STEAM (science, technology, engineering, art and mathematics) subjects play a crucial role in preparing the next generation of the global workforce, but engagement in these subjects is unfortunately still lagging. According to the Institution of Engineering and Technology (IET), children’s interest in these subjects is declining, with passion for science among 9 to 12-year olds falling 10%, and interest in design and technology falling by 12%.
The research also surveyed primary and secondary teachers and found that among the obstacles in engaging pupils in these subjects are poor resources (57%) and a lack of classroom interest (42%). However, with the constant growth rate of STEAM jobs, demand for these skillsets is high. It’s therefore important for teachers to adopt new solutions to improve STEAM subject engagement.
Time for new tools
There are several studies showing how 3D printing can improve vital skills required to excel in STEAM subjects. For example, the University of Arkansas studied 6th grade students from five different schools to see how 3D printing improved their visualisation, followed by a Q&A exam. The study revealed significant improvements from those schools that used 3D printing.
The research also provided evidence that students who retained new visualisation skills were able to complete the questions more successfully following the experiment. This is a clear indication that it’s time for schools to adopt new practical tools to help students feel more engaged and hands-on.
Create an engaging environment
One of the biggest obstacles is that these subjects can sometimes be dry and unengaging for students, and therefore pose difficulties for teaching complex topics. It’s also hard for teachers to get creative in these types of scenarios. This is where 3D printing can be play a huge role. It can offer an engaging environment for goal-oriented, project-based learning while developing critical, creative problem-solving skills using real life scenarios.
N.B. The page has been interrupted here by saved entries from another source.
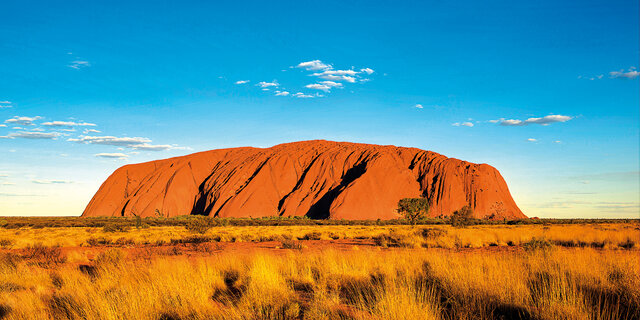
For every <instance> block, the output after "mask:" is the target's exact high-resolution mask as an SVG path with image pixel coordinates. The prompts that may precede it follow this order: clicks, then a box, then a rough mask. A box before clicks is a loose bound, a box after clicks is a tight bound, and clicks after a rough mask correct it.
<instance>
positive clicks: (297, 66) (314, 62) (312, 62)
mask: <svg viewBox="0 0 640 320" xmlns="http://www.w3.org/2000/svg"><path fill="white" fill-rule="evenodd" d="M296 67H297V68H303V69H306V70H309V71H316V70H325V69H331V68H332V67H331V65H329V64H326V63H323V62H322V61H320V60H312V61H306V62H300V63H299V64H298V65H297V66H296Z"/></svg>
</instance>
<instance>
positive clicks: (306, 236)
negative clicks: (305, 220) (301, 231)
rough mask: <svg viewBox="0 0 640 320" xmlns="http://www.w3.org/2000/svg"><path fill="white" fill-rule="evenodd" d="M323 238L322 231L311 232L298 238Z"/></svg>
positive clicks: (307, 239)
mask: <svg viewBox="0 0 640 320" xmlns="http://www.w3.org/2000/svg"><path fill="white" fill-rule="evenodd" d="M321 238H322V233H320V232H309V233H307V234H305V235H304V236H303V237H301V238H298V240H320V239H321Z"/></svg>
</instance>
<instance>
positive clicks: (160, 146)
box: [67, 136, 185, 151]
mask: <svg viewBox="0 0 640 320" xmlns="http://www.w3.org/2000/svg"><path fill="white" fill-rule="evenodd" d="M67 141H73V142H78V143H88V144H101V145H109V146H117V147H126V148H131V149H135V150H145V151H162V150H177V149H185V148H183V147H178V146H174V145H168V144H164V145H153V144H150V142H151V139H148V138H142V137H121V138H119V137H113V136H80V137H79V138H77V139H75V138H71V139H68V140H67Z"/></svg>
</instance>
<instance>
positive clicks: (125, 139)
mask: <svg viewBox="0 0 640 320" xmlns="http://www.w3.org/2000/svg"><path fill="white" fill-rule="evenodd" d="M131 2H132V1H64V2H62V3H61V2H57V1H56V2H51V1H24V0H22V1H17V0H4V1H2V2H0V12H2V18H1V19H0V71H1V75H0V216H5V215H6V216H12V215H20V216H22V215H80V214H81V213H82V210H83V209H84V207H85V206H86V205H87V203H88V202H89V200H90V199H91V197H92V196H93V194H94V193H95V192H96V191H97V189H98V187H99V186H100V184H101V183H102V182H103V181H104V180H105V179H106V178H107V177H108V175H109V174H110V173H111V172H113V170H115V169H116V168H118V167H119V166H122V165H124V164H127V163H137V162H143V161H149V160H155V159H161V158H167V157H172V156H178V155H184V154H188V153H192V152H197V151H203V150H210V149H216V148H226V147H238V146H255V147H269V146H272V145H276V144H280V143H285V142H292V141H300V140H311V139H326V140H336V141H351V142H363V143H373V144H390V145H398V146H407V147H417V148H421V149H425V150H432V151H435V152H438V153H441V154H444V155H446V156H449V157H455V158H459V159H463V160H467V161H471V162H477V163H488V164H490V165H492V166H494V167H496V168H497V169H498V170H499V171H500V172H501V174H502V175H503V177H504V178H505V180H506V181H507V184H508V185H509V188H510V191H511V193H512V195H513V197H514V199H515V200H516V203H517V204H518V205H519V207H520V208H521V209H522V210H523V212H524V213H525V214H526V215H528V216H538V217H549V218H550V217H557V218H569V217H579V218H622V217H631V218H639V217H640V176H639V172H640V162H639V161H640V160H639V154H640V149H639V143H640V120H639V118H640V114H639V103H640V101H639V95H640V89H639V78H638V75H639V72H638V69H637V68H638V67H639V65H638V64H639V62H638V60H639V55H640V49H639V42H640V39H639V31H638V29H639V28H638V26H639V25H638V24H639V21H638V11H639V8H638V1H631V0H629V1H604V0H602V1H582V2H575V1H536V2H514V1H483V2H478V1H455V2H452V1H451V2H449V1H401V2H398V1H353V2H349V3H345V2H344V1H325V2H322V3H319V2H302V1H286V2H285V1H282V2H264V1H234V2H226V3H220V2H217V1H215V2H208V1H179V2H178V1H175V2H170V1H134V2H135V3H131Z"/></svg>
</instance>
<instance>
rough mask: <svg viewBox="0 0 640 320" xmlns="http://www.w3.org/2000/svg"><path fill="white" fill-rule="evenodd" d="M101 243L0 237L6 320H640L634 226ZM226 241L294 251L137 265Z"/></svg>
mask: <svg viewBox="0 0 640 320" xmlns="http://www.w3.org/2000/svg"><path fill="white" fill-rule="evenodd" d="M105 229H106V228H105ZM105 229H103V228H43V229H30V228H21V229H1V228H0V244H2V245H3V246H4V249H2V250H0V318H6V319H164V320H167V319H594V320H596V319H603V320H604V319H640V250H639V248H638V242H640V241H639V240H640V227H639V226H638V224H636V223H625V224H622V223H621V224H588V225H551V226H543V225H523V226H508V225H498V226H472V227H468V228H452V227H449V226H420V227H410V226H286V227H258V226H255V227H215V228H211V229H209V230H207V231H206V232H204V234H202V235H200V234H198V235H194V234H193V233H190V232H189V231H187V230H186V229H185V228H181V227H150V228H140V229H136V228H131V229H129V230H122V231H119V232H107V231H105ZM194 237H197V239H198V241H197V242H205V243H188V242H189V241H182V242H180V241H176V240H185V239H186V240H188V239H193V238H194ZM102 238H104V239H105V240H108V241H105V242H96V241H92V240H90V239H102ZM119 239H125V240H126V241H125V240H120V241H119ZM305 239H309V241H311V242H307V240H305ZM313 239H320V240H324V241H320V242H321V243H323V244H325V243H326V244H327V245H326V248H323V249H320V250H318V249H317V247H316V248H315V249H313V250H312V248H311V247H309V248H304V247H305V244H310V243H312V242H313V241H314V240H313ZM342 239H356V240H358V241H362V242H363V243H368V244H369V245H355V246H351V247H349V248H347V249H336V248H335V247H333V246H332V245H331V243H332V242H334V241H335V242H339V241H341V240H342ZM172 240H174V241H173V243H174V244H172ZM227 241H229V242H230V241H235V242H245V243H247V244H252V242H261V241H278V242H281V243H282V245H281V246H280V247H282V248H287V247H291V248H298V249H273V250H244V251H225V250H221V251H220V250H215V251H210V250H207V249H206V247H203V249H202V250H200V252H199V254H198V255H194V256H192V255H184V254H181V251H180V250H175V251H171V252H173V253H172V254H170V255H166V254H164V255H138V254H135V253H136V250H137V251H140V250H143V249H144V248H147V247H154V248H155V247H157V246H158V245H159V244H161V245H162V247H163V248H177V247H180V246H191V245H192V246H194V247H198V248H200V246H202V245H216V244H217V243H216V242H227ZM185 242H187V243H186V244H185ZM211 242H214V243H211ZM96 243H98V244H96ZM291 243H294V244H296V245H293V246H292V245H291ZM287 244H289V245H287ZM92 245H93V246H97V247H98V249H100V250H98V251H96V252H97V253H96V255H95V256H92V255H91V254H90V253H87V252H86V251H82V250H80V249H82V248H76V249H77V250H74V249H73V248H68V247H77V246H92ZM55 246H61V247H66V248H64V250H62V249H61V248H60V247H55ZM464 248H469V249H464Z"/></svg>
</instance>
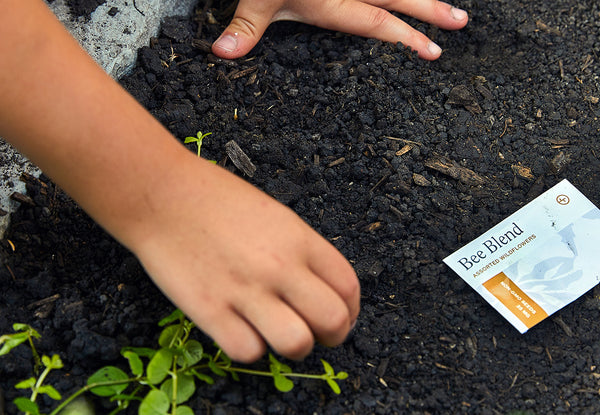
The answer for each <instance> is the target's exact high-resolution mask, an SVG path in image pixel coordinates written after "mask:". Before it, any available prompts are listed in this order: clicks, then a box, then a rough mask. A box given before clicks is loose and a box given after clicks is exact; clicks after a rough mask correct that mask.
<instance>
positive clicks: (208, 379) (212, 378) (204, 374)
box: [192, 370, 215, 385]
mask: <svg viewBox="0 0 600 415" xmlns="http://www.w3.org/2000/svg"><path fill="white" fill-rule="evenodd" d="M192 374H193V375H194V376H196V378H198V379H199V380H201V381H202V382H205V383H207V384H208V385H213V384H214V383H215V380H214V379H213V378H211V377H210V376H208V375H207V374H205V373H200V372H198V371H196V370H192Z"/></svg>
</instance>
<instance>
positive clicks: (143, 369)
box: [121, 350, 144, 376]
mask: <svg viewBox="0 0 600 415" xmlns="http://www.w3.org/2000/svg"><path fill="white" fill-rule="evenodd" d="M121 355H123V357H124V358H126V359H127V361H129V368H130V369H131V373H133V375H134V376H141V375H142V374H143V373H144V363H143V362H142V359H140V357H139V356H138V354H137V353H135V352H133V351H131V350H122V351H121Z"/></svg>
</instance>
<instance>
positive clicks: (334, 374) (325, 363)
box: [321, 359, 335, 376]
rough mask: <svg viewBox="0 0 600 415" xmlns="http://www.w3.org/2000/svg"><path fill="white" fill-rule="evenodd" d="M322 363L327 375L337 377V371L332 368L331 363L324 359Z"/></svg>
mask: <svg viewBox="0 0 600 415" xmlns="http://www.w3.org/2000/svg"><path fill="white" fill-rule="evenodd" d="M321 363H322V364H323V368H325V374H327V375H329V376H335V370H333V367H331V365H330V364H329V363H327V362H326V361H325V360H323V359H321Z"/></svg>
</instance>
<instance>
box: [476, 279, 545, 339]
mask: <svg viewBox="0 0 600 415" xmlns="http://www.w3.org/2000/svg"><path fill="white" fill-rule="evenodd" d="M482 285H483V286H484V287H485V288H486V289H487V290H488V291H489V292H490V293H492V294H493V296H494V297H496V298H497V299H498V300H500V302H501V303H502V304H504V305H505V306H506V307H507V308H508V309H509V310H510V311H511V312H512V313H513V314H514V315H515V316H516V317H517V318H518V319H519V320H521V321H522V322H523V324H525V325H526V326H527V328H531V327H533V326H535V325H536V324H537V323H539V322H540V321H542V320H543V319H545V318H546V317H548V314H547V313H546V311H544V309H543V308H542V307H541V306H539V305H538V304H537V303H536V302H535V301H533V300H532V299H531V298H530V297H529V296H528V295H527V294H525V293H524V292H523V290H521V289H520V288H519V287H518V286H517V284H515V283H514V282H513V281H512V280H511V279H510V278H508V277H507V276H506V274H504V273H503V272H501V273H499V274H497V275H495V276H493V277H492V278H490V279H489V280H487V281H486V282H484V283H483V284H482Z"/></svg>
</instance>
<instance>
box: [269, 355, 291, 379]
mask: <svg viewBox="0 0 600 415" xmlns="http://www.w3.org/2000/svg"><path fill="white" fill-rule="evenodd" d="M269 361H270V362H271V364H270V365H269V367H270V368H271V373H272V374H274V375H275V374H278V373H292V368H291V367H289V366H288V365H286V364H285V363H281V362H280V361H279V360H277V359H276V358H275V356H273V354H272V353H269Z"/></svg>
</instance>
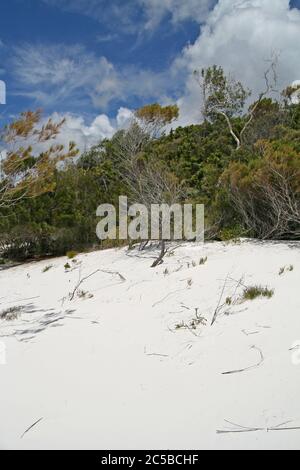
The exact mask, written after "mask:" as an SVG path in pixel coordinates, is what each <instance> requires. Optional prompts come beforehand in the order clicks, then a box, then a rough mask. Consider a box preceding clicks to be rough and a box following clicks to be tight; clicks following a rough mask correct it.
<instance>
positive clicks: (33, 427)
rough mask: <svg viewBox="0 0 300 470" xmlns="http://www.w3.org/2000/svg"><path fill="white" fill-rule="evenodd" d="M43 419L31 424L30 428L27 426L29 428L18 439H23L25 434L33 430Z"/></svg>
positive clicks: (29, 426) (41, 419)
mask: <svg viewBox="0 0 300 470" xmlns="http://www.w3.org/2000/svg"><path fill="white" fill-rule="evenodd" d="M43 419H44V418H40V419H38V420H37V421H35V423H33V424H32V425H31V426H29V428H27V429H26V431H24V432H23V434H22V436H21V438H20V439H23V437H24V436H25V434H27V433H28V432H29V431H31V429H32V428H34V427H35V426H36V425H37V424H39V423H40V422H41V421H42V420H43Z"/></svg>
By bringing STEAM subjects to life, students will have the opportunity to explore different concepts and potentially develop a passion for pursuing a STEAM-led career. The benefits from learning these core subjects are mirrored by the benefits seen in educational 3D printing. At an early age, students need to be engaged in their learning and taught in ways that can hold their attention – like social media and gaming. The easiest way to do this is to make it fun and interesting.
Get the class involved
By using 3D printing, teachers can introduce students to an interactive, innovative way of learning STEAM subjects, encouraging creativity and experimentation, as well as showing them how to apply their skills to real-life situations. But it’s important that teachers get involved and act as an example.
The hands-on exploration of objects that are usually not available in a traditional classroom gives students the opportunity to discover their talents, and develop their personal resources for critical thinking and adaptation.
Overall, the use of 3D printing in classrooms can allow students to learn in interactive and innovative ways, encouraging creativity and experimentation while showing pupils how to apply their skills to real-life situations.